3月4日の議会合同演説で、トランプ氏は前政権を非難し、「ジョー・バイデンが特に卵の価格を制御不能にさせた」と語った。

また、ブルック・ロリンズ農務長官は「前政権から完全に混乱を引き継いだ」とも言った。

ホワイトハウスからは、殺処分の中止や制限を求める声が上がった。

2月26日、アメリカ農務省は、10億ドル規模の取り組みを開始し、トランプ氏が1月に就任する前に行っていた鳥インフルエンザ対策や政策の大部分を継続することを発表した。ホワイトハウスからは、殺処分を止めるか制限する動きも出ている。

2月16日にCBSの「フェイス・ザ・ネイション」に出演したケビン・ハセット氏、国家経済会議のディレクターは、バイデン政権のアメリカの農務省が、「病気の鶏を見つけた場所で、鶏を無差別に殺している」と述べ、彼は殺処分の代替策を見つけるべきだと提唱した。

マローン氏は、農場で病気が自然に進行するのを許し、その後免疫を持つ生き残った鶏を繁殖させるべきだと提案した。

または、鳥インフルエンザに対してより強い耐性を示した伝統的な品種の鶏を調査し、それらを繁殖させて長期的な解決策を見つけるべきだとも述べたのだ。

先月10日にヒューストンの Wabash Feed & Garden ストアで販売される鶏Moises Avila/AFP via Getty Images

アメリカ農務省のある高官は、エポックタイムズに、アメリカ農務省は別のアプローチに前向きだが、今のところ有効なものは見つかっていないと語り、同高官は、鳥インフルエンザは鳥にとって非常に致命的な病気であり、2012年にアメリカ獣医病理学会は、この病気のH5およびH7亜型が、「鶏に対して重篤な全身性の病気を引き起こし、ほぼ100%の死亡率を持つ」と結論を述べた。

その高官は、殺処分以外の方法がほとんどないとも語った。

アメリカ農務省によると、これまで病気の鳥から健康な鳥を隔離しようとしたすべての試みは、最終的に健康な鳥が感染し、死亡する結果に終わったと言う。集団免疫の開発に関しては、アメリカ農務省が、野外で自然免疫を作ろうとするのは、非常に危険だと考えている、と同高官は付け加えた。

制御されていない、未処理の鳥インフルエンザが商業用鶏舎で自由に流通することは、他の鳥に広がる重大なリスクとなり、変異して人間を含む他の動物に広がる可能性もある。

そのため、ウイルスに感染した動物を隔離し、発病した場合に人道的に安楽死させることができる管理された実験室環境で、より耐性のある品種の開発に取り組むことを奨励していると述べた。

これに加えて、遺伝子編集技術が、鳥インフルエンザに強い遺伝子を開発する効果的な方法となり得ると、同高官は解説した。

2022年3月24日、ウィスコンシン州マディソンにあるウィスコンシン大学マディソン校のウィスコンシン獣医診断研究所にて、鳥インフルエンザの有無を調べるため、制御域にある農場から採取された家禽サンプルを検査する微生物学者 Scott Olson/Getty Images

賠償金の支払い

2023年2月26日に農業・栄養・森林委員会の前で行われた証言で、インディアナ州に拠点を置く卵生産業者ローズ・エーカー・ファームズのCEO、トニー・ウェスナー氏は、進行中の危機に対する卵産業の見解について詳述した。

全国卵生産者団体であるユナイテッド・エッグ・プロデューサーズを代表して、委員会に召喚されたウェスナー氏は、鳥インフルエンザに農場が感染した場合、殺処分は「義務」であると述べた。
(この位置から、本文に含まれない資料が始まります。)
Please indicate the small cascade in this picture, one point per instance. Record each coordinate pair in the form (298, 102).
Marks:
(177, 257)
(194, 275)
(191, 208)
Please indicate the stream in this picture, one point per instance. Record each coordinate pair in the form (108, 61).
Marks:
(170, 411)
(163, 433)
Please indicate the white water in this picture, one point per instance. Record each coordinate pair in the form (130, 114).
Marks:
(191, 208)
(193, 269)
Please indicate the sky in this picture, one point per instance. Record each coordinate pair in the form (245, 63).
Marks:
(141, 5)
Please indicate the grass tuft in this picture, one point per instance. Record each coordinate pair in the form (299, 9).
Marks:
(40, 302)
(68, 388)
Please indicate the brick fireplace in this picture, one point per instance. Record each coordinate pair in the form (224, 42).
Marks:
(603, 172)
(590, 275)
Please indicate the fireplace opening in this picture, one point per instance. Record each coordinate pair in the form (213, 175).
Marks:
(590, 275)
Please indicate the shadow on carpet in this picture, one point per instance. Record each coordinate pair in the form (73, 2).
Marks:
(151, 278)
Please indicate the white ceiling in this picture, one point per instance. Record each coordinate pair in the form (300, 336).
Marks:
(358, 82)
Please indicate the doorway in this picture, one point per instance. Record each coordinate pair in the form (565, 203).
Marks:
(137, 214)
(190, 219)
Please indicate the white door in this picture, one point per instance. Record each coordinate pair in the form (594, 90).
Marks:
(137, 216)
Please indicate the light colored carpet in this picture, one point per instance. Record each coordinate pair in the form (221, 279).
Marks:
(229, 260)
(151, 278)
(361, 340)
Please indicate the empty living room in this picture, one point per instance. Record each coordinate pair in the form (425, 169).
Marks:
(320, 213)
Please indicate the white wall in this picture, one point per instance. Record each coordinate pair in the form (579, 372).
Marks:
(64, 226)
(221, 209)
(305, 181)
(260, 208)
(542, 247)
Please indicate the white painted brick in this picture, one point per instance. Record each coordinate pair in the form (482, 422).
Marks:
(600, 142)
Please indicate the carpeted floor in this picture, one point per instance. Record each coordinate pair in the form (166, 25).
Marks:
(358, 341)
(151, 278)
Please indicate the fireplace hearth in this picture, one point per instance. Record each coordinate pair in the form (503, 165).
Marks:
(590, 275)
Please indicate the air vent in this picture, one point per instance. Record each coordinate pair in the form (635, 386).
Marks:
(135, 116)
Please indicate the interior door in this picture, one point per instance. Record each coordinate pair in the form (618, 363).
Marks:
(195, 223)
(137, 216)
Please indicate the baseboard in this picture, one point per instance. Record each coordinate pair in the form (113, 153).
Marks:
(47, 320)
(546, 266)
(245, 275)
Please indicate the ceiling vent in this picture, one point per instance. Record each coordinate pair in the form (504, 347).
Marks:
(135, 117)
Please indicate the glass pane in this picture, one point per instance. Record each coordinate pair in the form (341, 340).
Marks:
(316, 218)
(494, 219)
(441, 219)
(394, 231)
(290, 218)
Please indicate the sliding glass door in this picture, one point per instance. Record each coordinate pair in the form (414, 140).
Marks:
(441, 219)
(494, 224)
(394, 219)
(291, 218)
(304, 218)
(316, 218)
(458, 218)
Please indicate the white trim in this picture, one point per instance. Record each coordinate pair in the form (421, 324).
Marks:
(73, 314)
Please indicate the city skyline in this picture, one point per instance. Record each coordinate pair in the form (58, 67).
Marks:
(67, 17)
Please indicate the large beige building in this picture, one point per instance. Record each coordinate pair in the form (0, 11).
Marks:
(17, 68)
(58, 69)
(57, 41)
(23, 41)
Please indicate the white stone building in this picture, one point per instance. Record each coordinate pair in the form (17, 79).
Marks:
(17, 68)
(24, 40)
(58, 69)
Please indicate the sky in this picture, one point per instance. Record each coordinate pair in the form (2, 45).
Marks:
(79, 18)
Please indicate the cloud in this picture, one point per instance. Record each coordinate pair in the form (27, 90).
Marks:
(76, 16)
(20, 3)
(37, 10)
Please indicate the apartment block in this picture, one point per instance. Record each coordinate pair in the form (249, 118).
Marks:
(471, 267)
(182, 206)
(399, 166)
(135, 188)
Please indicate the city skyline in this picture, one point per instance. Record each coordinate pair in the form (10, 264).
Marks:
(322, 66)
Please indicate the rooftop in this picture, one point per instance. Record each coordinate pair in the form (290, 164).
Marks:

続けてこれは、動物健康保護法に基づく規定だと彼は言い、この法律により、農務長官は病気の動物を破棄する命令を出し、その動物の「公正市場価値」に基づいた賠償金を所有者に支払う権限が与えられている。ガイドラインにもそう定めていた。

もし農場が鳥インフルエンザを発見した後に鳥を殺処分しない場合、農場は政府からの損失回復や運営再開の支援金を受け取る資格がないと規定された。ウェスナー氏によると、今回の大流行が始まってから2024年11月末までに、連邦政府から支払われた賠償金の総額は約12億5千万ドルだという。

ウェスナー氏は証言で、賠償金は「政府の価値補填は生産者の損失の一部しか補償しない」と述べ、彼は、「補償がなければ、多くの農場は生産から撤退する可能性が高い」と言った。

しかし彼は、アメリカ農務省がその賠償金の計算に使用している現在の計算方法を「不十分だ」と批判し、さらに、もしアメリカ農務省がユナイテッド・エッグ・プロデューサーズが推奨する最新の計算式を使ったとしても、その高額な賠償金は「生産者の損失を十分に補うものにはならないだろう」と付け加えた。

2月26日、アメリカ農務省は賠償金として支払われる金額を4億ドル増額すると発表した。

同機関は、同局は、「回復を早めるために、承認プロセスを簡略化する方法など、再増殖の速度を加速させるための」新たなプログラムを模索していると述べた。

アメリカ農務省 Madalina Vasiliu/The Epoch Times

長期的な課題

農場のバイオセキュリティ強化は、アメリカ農務省が鳥インフルエンザに対応する新しい計画の重要な柱だ。ゆえに、アメリカ農務省は2月末に、アメリカのすべての家禽生産者のための最高水準のバイオセキュリティ対策に最大5億ドルを充てると発表した。

アメリカ農務省の高官によると、鳥インフルエンザを農場に持ち込ませないことが、感染拡大を防ぐ最も有効な方法であるため、バイオセキュリティは、病気の管理において最も重要な側面だと述べた。

次の段階として、この病気の拡大を抑え、鳥の死亡数を制限するためにワクチンを使用することが考えられる。

ウェスナー氏は証言で、卵産業は病気をコントロールするために「積極的な」ワクチン戦略を採用したいと述べ、カルドナ氏は、病気が常在化する場合、ワクチン接種が必要になるだろうと同意した。

しかし、ワクチン接種を決定することは、重大な国際貿易の問題を引き起こし、さらに難しい公衆衛生の問題を引き起こす可能性がある。

ワクチン接種は、はるかに大きな鶏肉産業に深刻な影響を与えるだろうと言い、加えて、アメリカ家禽鶏卵輸出協会のグレッグ・D・タイラー会長兼CEOは、ワクチン接種を受けた鳥から作られた家禽製品が知らずに病気を広める恐れがある。

この懸念から、58億ドル規模の家禽輸出事業のうち最大30億ドル分が、アメリカからの家禽製品の輸入を、停止する可能性があると述べたのである。